Alright here we go. I apologise for the wait, think I'm coming down with something.
I've only read the 1994 edition but the contents, new additions aside, should be the same. All that was changed was instead of going through things by type of controversy he went through them chronologically.
I'm not suprised RationalWiki has an article on it. It's one of the more easily verified examples of dogmatic contradiction and has been mentioned in TV shows like CSI before. I've also already commented on Catholic Answers and their policing of wrongthink.
As for Catholic commentary on abortion over the ages....
St. Jerome (4th century) wrote in a letter to Aglasia:
"The seed gradually takes shape in the uterus, and it [abortion] does not count as killing until the individual elements have acquired their external appearance and their limbs
"
Penitentials prior to the 10th century (they were most popular during the 7th) in the West were a convenient way for Catholics to recieve penance if/when clergy were not available to prescribe it. The most "serious" sexual sins like oral intercourse required between several years and a lifetime of penance as punishment....Wheras abortion was fairly consistently only given one hundered and twenty days penance. It clearly was not seen as severe.
Pope Stephen V
(887 AD, Epistle to the Archbishop of Mainz): "If he who destroys what is conceived in the womb by abortion is a murderer, how much more is he unable to excuse himself of murder who kills a child even one day old".
Thomas Aquinas (13th Century): He's the best known propoment of the "Quickening" test within the
Summa Theologica (the literal Theology handbook of the Catholic Church) to test when a fetus was "ensouled". Only the abortion of an "
animated" fetus as murder.
This position was held consistently until Pope Sixtus V declared within
Effraenatam (158

which threatened those who recieved or carried out abortions at any stage of pregnancy with excommunication and the death penalty.This was revoked immediatly by Pope Gregory XIV as heretical (because claiming the quickening test was false amounted to accusing the chief Catholic theologian of heresy, the Church had not accepted aspects of Aquinas writing were heretical yet). He reinstated the "

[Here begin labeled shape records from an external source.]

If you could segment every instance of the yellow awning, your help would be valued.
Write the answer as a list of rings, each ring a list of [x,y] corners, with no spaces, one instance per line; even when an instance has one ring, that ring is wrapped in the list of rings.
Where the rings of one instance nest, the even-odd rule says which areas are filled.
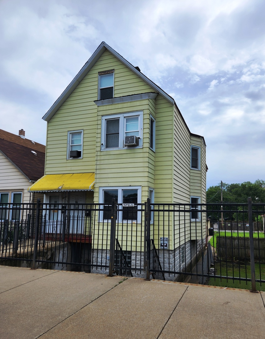
[[[46,174],[28,188],[29,192],[93,191],[94,173]]]

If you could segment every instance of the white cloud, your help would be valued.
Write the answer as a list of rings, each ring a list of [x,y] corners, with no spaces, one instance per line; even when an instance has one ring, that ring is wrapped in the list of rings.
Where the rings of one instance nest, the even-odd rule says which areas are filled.
[[[215,86],[218,84],[218,80],[213,80],[212,81],[211,81],[208,89],[209,90],[213,89]]]
[[[45,142],[41,117],[104,40],[171,93],[203,135],[209,181],[236,178],[239,168],[246,180],[258,176],[239,145],[265,143],[257,139],[265,129],[262,2],[85,2],[0,1],[0,128]]]

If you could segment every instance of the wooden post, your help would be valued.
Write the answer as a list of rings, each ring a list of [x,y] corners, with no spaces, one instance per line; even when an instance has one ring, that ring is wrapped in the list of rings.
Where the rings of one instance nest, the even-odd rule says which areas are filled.
[[[110,263],[109,266],[109,277],[113,275],[114,259],[115,256],[115,238],[116,233],[116,207],[117,203],[114,198],[111,202],[111,219],[110,223]]]

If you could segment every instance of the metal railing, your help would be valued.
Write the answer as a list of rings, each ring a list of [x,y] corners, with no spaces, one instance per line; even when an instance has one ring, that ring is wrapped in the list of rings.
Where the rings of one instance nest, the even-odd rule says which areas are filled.
[[[1,263],[265,289],[265,204],[2,204]]]

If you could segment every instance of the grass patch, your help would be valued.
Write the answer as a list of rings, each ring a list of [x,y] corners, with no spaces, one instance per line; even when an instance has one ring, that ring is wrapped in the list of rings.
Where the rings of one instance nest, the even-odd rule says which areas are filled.
[[[265,264],[261,264],[260,276],[262,280],[265,280]],[[226,279],[223,278],[216,279],[211,278],[207,284],[212,286],[221,286],[223,287],[230,287],[234,288],[242,288],[244,290],[251,290],[251,281],[246,281],[243,279],[246,277],[251,278],[251,271],[250,263],[239,264],[237,263],[225,262],[216,263],[215,266],[216,275],[226,276],[228,277],[234,276],[239,278],[240,276],[241,280],[234,280],[233,279]],[[260,265],[258,263],[255,263],[255,268],[256,279],[260,279]],[[262,283],[261,285],[260,283],[256,283],[256,287],[258,291],[265,291],[265,283]]]
[[[245,232],[244,233],[244,232],[239,232],[238,233],[237,231],[226,231],[226,232],[225,232],[224,231],[220,231],[220,232],[214,232],[214,236],[212,237],[210,239],[211,246],[213,247],[214,242],[214,247],[215,247],[216,244],[216,237],[217,236],[224,236],[226,235],[227,237],[235,237],[236,238],[238,237],[242,237],[243,238],[245,237],[246,238],[249,238],[249,233],[248,232]],[[260,231],[258,233],[258,236],[260,238],[264,238],[264,233]],[[253,233],[253,237],[254,238],[258,237],[258,232],[255,232]]]

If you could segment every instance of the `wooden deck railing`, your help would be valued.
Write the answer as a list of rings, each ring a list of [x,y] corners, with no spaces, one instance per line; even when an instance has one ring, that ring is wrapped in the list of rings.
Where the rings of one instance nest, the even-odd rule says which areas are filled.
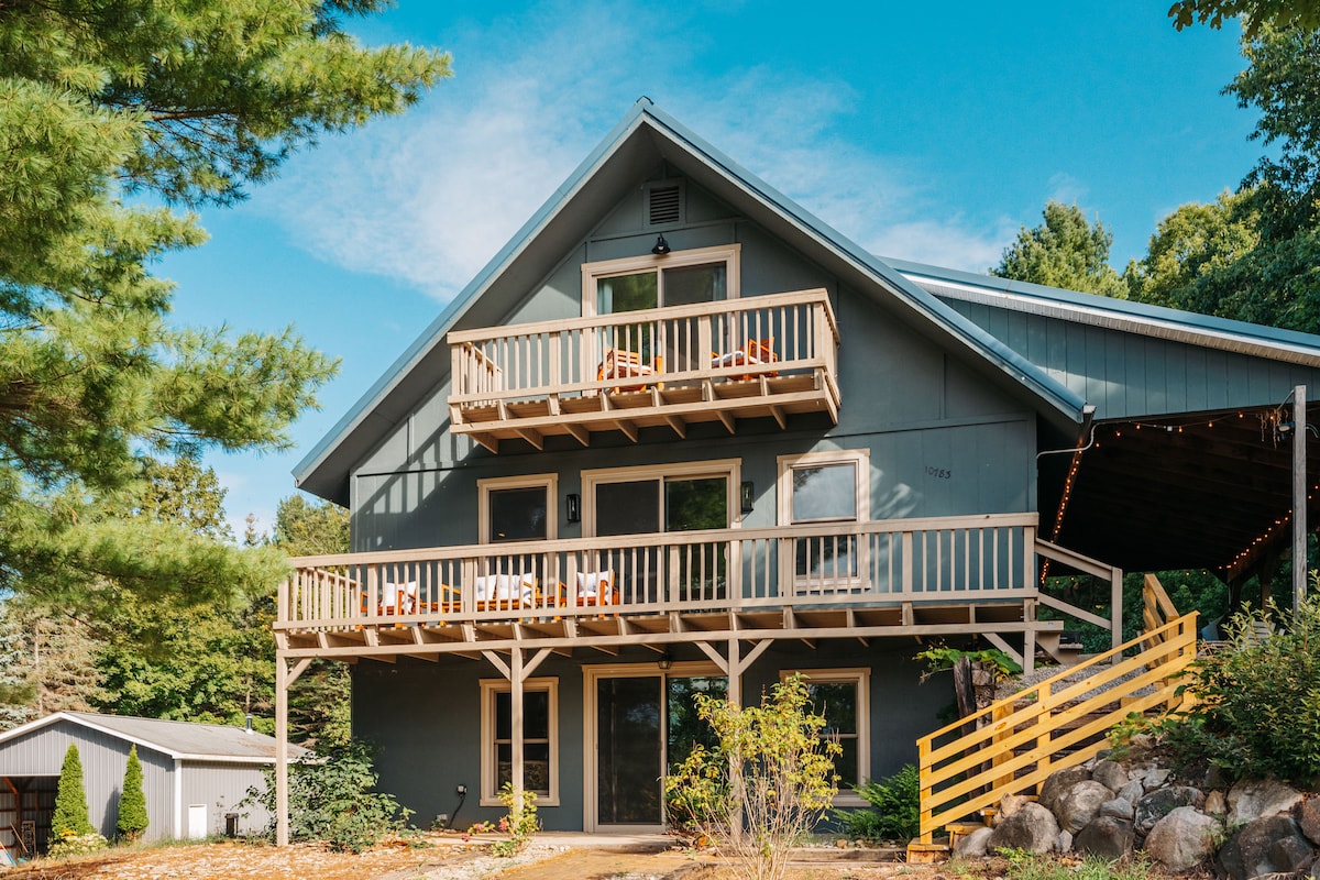
[[[455,424],[469,408],[770,372],[818,371],[838,404],[838,326],[825,290],[453,331],[449,344]],[[611,371],[611,351],[632,360]]]
[[[276,629],[1022,602],[1036,595],[1036,521],[1014,513],[302,557],[280,586]],[[612,588],[589,595],[606,573]]]
[[[1195,611],[921,738],[920,842],[1090,760],[1106,745],[1101,734],[1129,712],[1175,707],[1177,674],[1193,660]],[[1092,674],[1078,677],[1085,672]],[[1024,699],[1031,702],[1018,707]],[[979,728],[964,735],[966,724]]]

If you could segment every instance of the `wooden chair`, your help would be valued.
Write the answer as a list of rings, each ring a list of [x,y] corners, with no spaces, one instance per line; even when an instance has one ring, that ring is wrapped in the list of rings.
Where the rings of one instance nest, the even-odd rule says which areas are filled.
[[[602,360],[595,368],[595,380],[609,381],[610,379],[652,376],[663,369],[664,358],[656,358],[651,364],[644,364],[642,363],[642,355],[635,351],[610,348],[605,352],[605,360]],[[648,385],[616,385],[610,389],[610,393],[618,394],[624,391],[645,391],[647,388]]]
[[[721,355],[718,351],[710,352],[710,367],[718,369],[721,367],[744,367],[751,364],[774,364],[779,363],[779,355],[775,354],[775,338],[767,336],[766,339],[748,339],[742,348],[737,351],[730,351],[727,355]],[[742,376],[731,376],[737,381],[747,381],[748,379],[755,379],[756,376],[768,376],[774,379],[779,375],[777,369],[756,369],[752,372],[743,373]]]

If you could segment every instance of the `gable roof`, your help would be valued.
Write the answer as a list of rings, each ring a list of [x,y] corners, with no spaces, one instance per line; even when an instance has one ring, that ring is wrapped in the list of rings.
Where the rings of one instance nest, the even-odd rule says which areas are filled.
[[[102,715],[99,712],[54,712],[0,734],[0,745],[58,722],[79,727],[149,748],[182,761],[216,761],[227,764],[273,764],[276,739],[265,734],[249,732],[243,727],[170,722],[157,718]],[[310,755],[301,745],[289,745],[289,757]]]
[[[826,268],[841,285],[883,299],[923,335],[982,364],[986,376],[1010,393],[1028,397],[1055,424],[1067,427],[1084,421],[1085,401],[1076,393],[643,98],[294,467],[298,487],[346,504],[350,468],[434,388],[437,376],[447,375],[445,334],[496,325],[661,162]]]

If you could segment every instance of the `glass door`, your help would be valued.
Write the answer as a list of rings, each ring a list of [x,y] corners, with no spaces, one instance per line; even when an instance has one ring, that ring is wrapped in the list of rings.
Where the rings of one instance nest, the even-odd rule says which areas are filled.
[[[597,681],[597,826],[664,825],[663,682],[660,674]]]
[[[655,669],[653,664],[648,664]],[[693,672],[710,669],[689,664]],[[656,672],[587,672],[587,708],[595,728],[593,793],[589,825],[601,831],[653,830],[665,825],[664,774],[681,764],[694,745],[715,745],[710,726],[693,701],[696,694],[725,697],[723,676]]]

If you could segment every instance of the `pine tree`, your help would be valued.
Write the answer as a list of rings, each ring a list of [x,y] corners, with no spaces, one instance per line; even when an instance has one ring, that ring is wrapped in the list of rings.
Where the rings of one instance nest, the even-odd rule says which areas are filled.
[[[78,747],[69,744],[65,763],[59,768],[59,785],[55,789],[55,811],[50,817],[51,842],[69,836],[95,834],[91,819],[87,818],[87,794],[83,790],[82,760]]]
[[[143,790],[143,764],[137,760],[137,747],[128,749],[128,765],[124,768],[124,788],[119,796],[119,834],[127,840],[136,840],[147,830],[147,792]]]

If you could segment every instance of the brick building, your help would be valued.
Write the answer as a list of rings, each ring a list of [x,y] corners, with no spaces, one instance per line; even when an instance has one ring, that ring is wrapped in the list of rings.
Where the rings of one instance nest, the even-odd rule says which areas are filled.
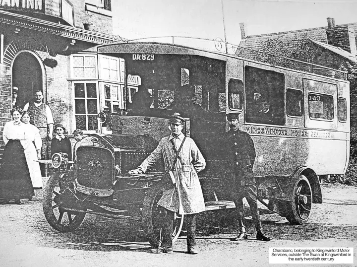
[[[123,62],[96,49],[122,41],[112,35],[111,6],[111,0],[0,1],[0,135],[11,120],[13,86],[21,108],[42,90],[55,123],[69,133],[95,132],[105,105],[123,108]]]
[[[346,62],[357,63],[357,23],[336,25],[328,18],[327,26],[284,32],[245,36],[240,23],[239,46],[339,69]],[[239,53],[240,53],[239,54]],[[241,50],[238,55],[244,56]]]

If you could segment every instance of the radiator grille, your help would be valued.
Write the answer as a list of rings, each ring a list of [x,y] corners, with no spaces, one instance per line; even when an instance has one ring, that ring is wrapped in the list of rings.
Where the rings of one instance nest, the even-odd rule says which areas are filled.
[[[110,189],[113,180],[113,156],[102,147],[83,146],[76,153],[76,177],[83,186]]]

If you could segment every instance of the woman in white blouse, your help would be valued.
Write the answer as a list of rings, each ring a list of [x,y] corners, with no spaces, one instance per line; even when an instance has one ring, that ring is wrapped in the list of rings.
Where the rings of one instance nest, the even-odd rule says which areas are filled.
[[[25,127],[25,140],[21,141],[21,143],[25,149],[25,156],[30,171],[32,187],[34,189],[42,189],[42,177],[40,164],[35,160],[41,159],[42,139],[40,135],[40,130],[34,125],[30,124],[30,119],[28,112],[24,111],[21,121]]]
[[[26,127],[20,121],[22,110],[11,110],[12,121],[4,126],[2,138],[5,143],[0,176],[0,203],[6,204],[14,200],[21,204],[21,199],[31,199],[34,195],[25,151]]]

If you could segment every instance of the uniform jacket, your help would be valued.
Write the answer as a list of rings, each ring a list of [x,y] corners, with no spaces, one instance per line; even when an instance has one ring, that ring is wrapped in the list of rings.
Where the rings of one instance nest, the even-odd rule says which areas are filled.
[[[227,134],[226,175],[245,186],[255,184],[253,166],[255,148],[250,136],[242,131],[230,130]]]
[[[30,123],[37,127],[47,127],[47,119],[46,115],[46,105],[43,103],[36,107],[33,102],[30,102],[27,109],[31,118]]]
[[[184,137],[181,134],[175,138],[177,149],[179,147]],[[148,167],[163,157],[166,171],[171,171],[176,155],[171,141],[173,138],[172,134],[163,138],[157,147],[138,169],[145,172]],[[203,211],[205,209],[204,200],[197,173],[205,168],[206,161],[193,140],[189,137],[186,138],[179,155],[181,160],[178,159],[174,172],[179,183],[178,190],[183,207],[183,212],[180,213],[191,214]],[[174,185],[168,187],[158,204],[178,212],[179,201],[177,189]]]
[[[68,154],[68,160],[72,160],[72,146],[70,141],[68,137],[64,138],[60,141],[57,138],[52,139],[51,143],[51,156],[55,153],[61,152]]]

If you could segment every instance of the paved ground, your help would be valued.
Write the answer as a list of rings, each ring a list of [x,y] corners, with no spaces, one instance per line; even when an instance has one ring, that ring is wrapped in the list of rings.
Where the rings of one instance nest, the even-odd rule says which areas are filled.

quickening" test among several other changes pertaining to abortion in
Sedes Apostolicae, which he determined happened 116 days into pregnancy. Gregory XVI did consider abortion to be a sin, but certainly not murder and a far lesser one than fornication or sodomy (the Church today still does consider climxing outside the vagina worse than abortion, one of the "sins that cry to heaven for vengence").
This arragement more or less carried on until Pope Pius IX dropped the distinction between an animated and inanimated fetus in his writing (the lesser punishment for abortion never changed until the release of the revised cannon code of law in 1917, and further clarified in 1983), and it wasn't until as late as the 19th century that Leo XIII declared abortion in as always mortally sinful without exception, even to save the life of the mother when the infant has no hope of surival (In statements on specific cases in 1884, 1885, 1886 and 1889, the Catholic Church confirmed its view that a pregnant woman must not be saved from death when she and her child would otherwise both die. This was confirmed in 1930 in Pius XI's
Casti connubii. If you can get a copy of Uta Ranke-Heinemann's,
Eunuchs for the Kingdom of Heaven, I suggest you read his commentary on pages 271-2)
I hope that last bit strikes you as interesting, because the Church today
does believe that abortion as a side affect of medical treatment for the mother is permissible.
Not all statements to be held with Catholic faith need to come from the Pope. The American Bishops for instance have declared it is a mortal sin to eat meat on a Friday as highlighted elsewhere.
The Holy Office (A.K.A: The Doctrine of the Congregation of the Faith, formerly known as the Inquisition) declared belief in the Copernician model of the Earth was heresy. This wasn't a short term thing and as late as the 1800's "belief" in Uranus (at the time, the "Gregorian Star") was mortal sin and all books describing it were on the Index of Forbidden Books.
Of course in practice Catholics in more advanced societies like France and England just ignored this, but in Italy you would be charged for heresy.
The Pope doesn't have to personally go around and declare in each country if it's a sin to eat meat on Friday or if women may serve the altar or not, his delegates have some power to set disciplines as they please for the most part.
The same deity that used to appear before mortals and ask them to change their ways like Saul seems to have backslid back into defaulting to murder as the answer relativley quickly.
The point in that story is that while Sixtus was alive, his translation was "Infalliable" and he insisted it was. The next person who came along insisted that it wasn't.
That's not a miracle Jacob, that's contradiction. There's literally nothing stopping Francis coming out tomorrow and declaring Trent to be invalid, because if those words leave his lips it is. Until the next Pope cares to contradict him in turn.
That's not infalliability, that's just absolute elective monarchy.
Many of us arent atheists because we need the "Good News" shared with us Jacob or to see the light. It's because we've seen rather a bit too much of it to buy into the illusion of continuity.